The loophole is “potentially breathtaking,” said Roger Alan Stone of Advocacy Inc., an e-mail address retailer.

“It provides an enormous opportunity for political campaigns,” Max Fose of Integrated Web Strategy, which also sells e-mail addresses to political campaigns, told the Post. “Both men are expanding their staffs in anticipation of what they expect to be a multimillion-dollar surge in unregulated campaign spending via the Internet.”

“Unregulated”? Oh, the humanity!

“The e-mail exemption, which was approved by the Federal Election Commission in March, might become the next big avenue for campaign funding abuses, some experts warn,” quoth Mr. Birnbaum, using the tried and true journalistic technique for voicing thoughts which cannot be attributed to any single source other than, perhaps ... the writer.

The source of all these concerns about “abuse”? The FEC voted unanimously on March 26 not to regulate political communication on the Internet, including e-mails, blogs and the creation of Web sites.

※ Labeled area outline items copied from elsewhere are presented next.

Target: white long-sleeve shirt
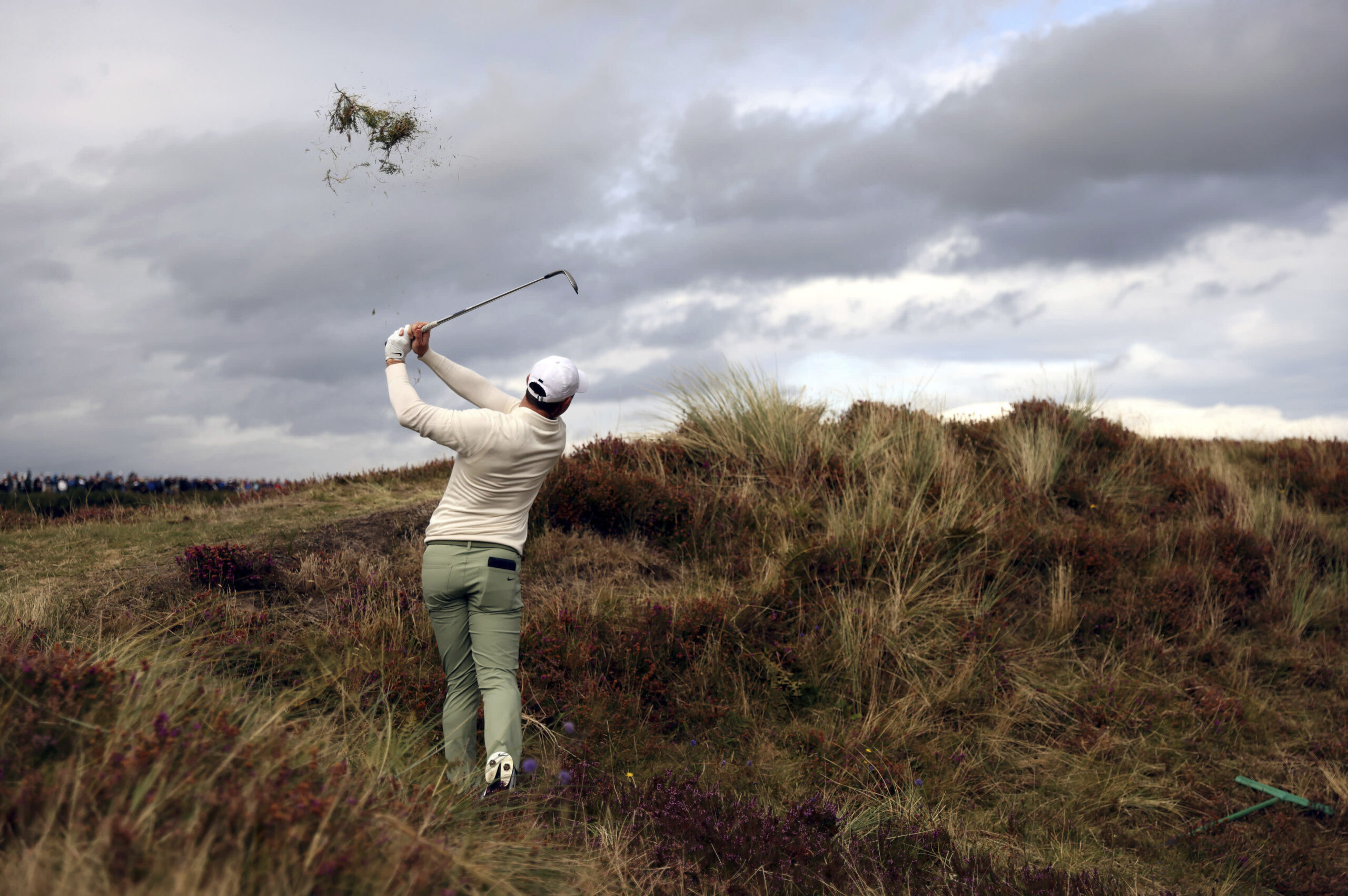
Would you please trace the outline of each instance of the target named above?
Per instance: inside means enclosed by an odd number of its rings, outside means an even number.
[[[566,449],[566,425],[496,389],[485,376],[427,351],[422,363],[479,410],[427,405],[407,378],[407,364],[384,368],[398,422],[457,452],[445,495],[426,540],[495,541],[523,552],[528,509]]]

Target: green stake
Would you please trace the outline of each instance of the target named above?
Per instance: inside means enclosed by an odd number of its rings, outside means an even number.
[[[1231,815],[1228,815],[1225,818],[1219,818],[1216,822],[1209,822],[1209,823],[1204,824],[1202,827],[1196,827],[1192,831],[1189,831],[1188,837],[1193,837],[1194,834],[1201,834],[1202,831],[1208,830],[1209,827],[1216,827],[1217,824],[1225,824],[1227,822],[1233,822],[1237,818],[1244,818],[1246,815],[1251,815],[1252,812],[1258,812],[1262,808],[1268,808],[1270,806],[1274,806],[1277,803],[1293,803],[1294,806],[1299,806],[1301,808],[1309,808],[1309,810],[1313,810],[1316,812],[1321,812],[1324,815],[1333,815],[1335,814],[1335,810],[1329,808],[1324,803],[1312,803],[1305,796],[1297,796],[1295,793],[1289,793],[1287,791],[1281,791],[1277,787],[1273,787],[1271,784],[1263,784],[1263,783],[1256,781],[1254,779],[1248,779],[1244,775],[1237,775],[1236,776],[1236,783],[1237,784],[1244,784],[1246,787],[1252,787],[1256,791],[1262,791],[1264,793],[1268,793],[1268,795],[1271,795],[1273,799],[1267,799],[1263,803],[1259,803],[1256,806],[1251,806],[1250,808],[1243,808],[1239,812],[1232,812]]]

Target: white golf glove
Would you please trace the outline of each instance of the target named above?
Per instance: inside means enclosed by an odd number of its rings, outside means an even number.
[[[384,343],[384,360],[407,360],[412,351],[411,327],[399,327]]]

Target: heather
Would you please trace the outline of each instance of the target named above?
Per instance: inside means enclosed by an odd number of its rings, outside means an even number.
[[[437,754],[446,464],[0,533],[24,892],[1340,893],[1348,445],[752,374],[545,483],[524,785]]]

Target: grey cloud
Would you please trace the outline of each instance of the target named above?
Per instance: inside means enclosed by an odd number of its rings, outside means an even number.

The commission had decided two years earlier to exempt all Internet activity from regulation, but that ruling was overturned by a federal judge who ordered the FEC to write rules that apply to at least some parts of cyberspace.

Do judges make our laws, now? And while “campaign finance restrictions” are already having a chilling effect on freedom of expression around the country, can we begin to see a pattern here?

Like little Dutch boys shrieking as they rush about to stick their fingers in one dike after another, the forces of “campaign finance reform” are outraged that citizens keep finding new ways to spend their own money making political statements in favor of -- or opposed to -- one or another candidate or issue.

In the past, the British government taxed newspaper by the page. Publishers invented the “broadsheet,” reducing their tax load by putting the same amount of news on fewer, but larger, pages. The British government, hoping to raise revenue while also reducing drunkenness among the laboring classes, taxed beer. The lower classes switched to gin -- gosh, there was an improvement.

Were all these people disobeying the law? No. They were altering their behavior to accomplish their goals while obeying an increasingly absurd chain of enactments intended to alter the natural and predictable behavior of people acting in their own best interests.

Where in the Constitution does government find the right or power to stop a person -- even “the rich” -- from backing a candidate willing to vote their views at the capital? Nowhere.

Yet they keep trying. And those who believe they will be further crippled by excessive government taxes and regulation unless they “hire” a lawmaker who will listen to their views, will continue to find “loopholes.”

The solution is to rein government back within constitutional bounds, giving regulators and tax men no power to punish or manipulate the behavior of honest persons or businesses. Such newly “deregulated” citizens would then find far less need to pour millions into the political fray in hopes of protecting themselves.

Until that is done, watch for continued moaning and hand-wringing about -- and demands for ever new and more complex regulations aimed at -- newly discovered “loopholes” that still allow “the rich” to spend their own money expressing their political views as they please.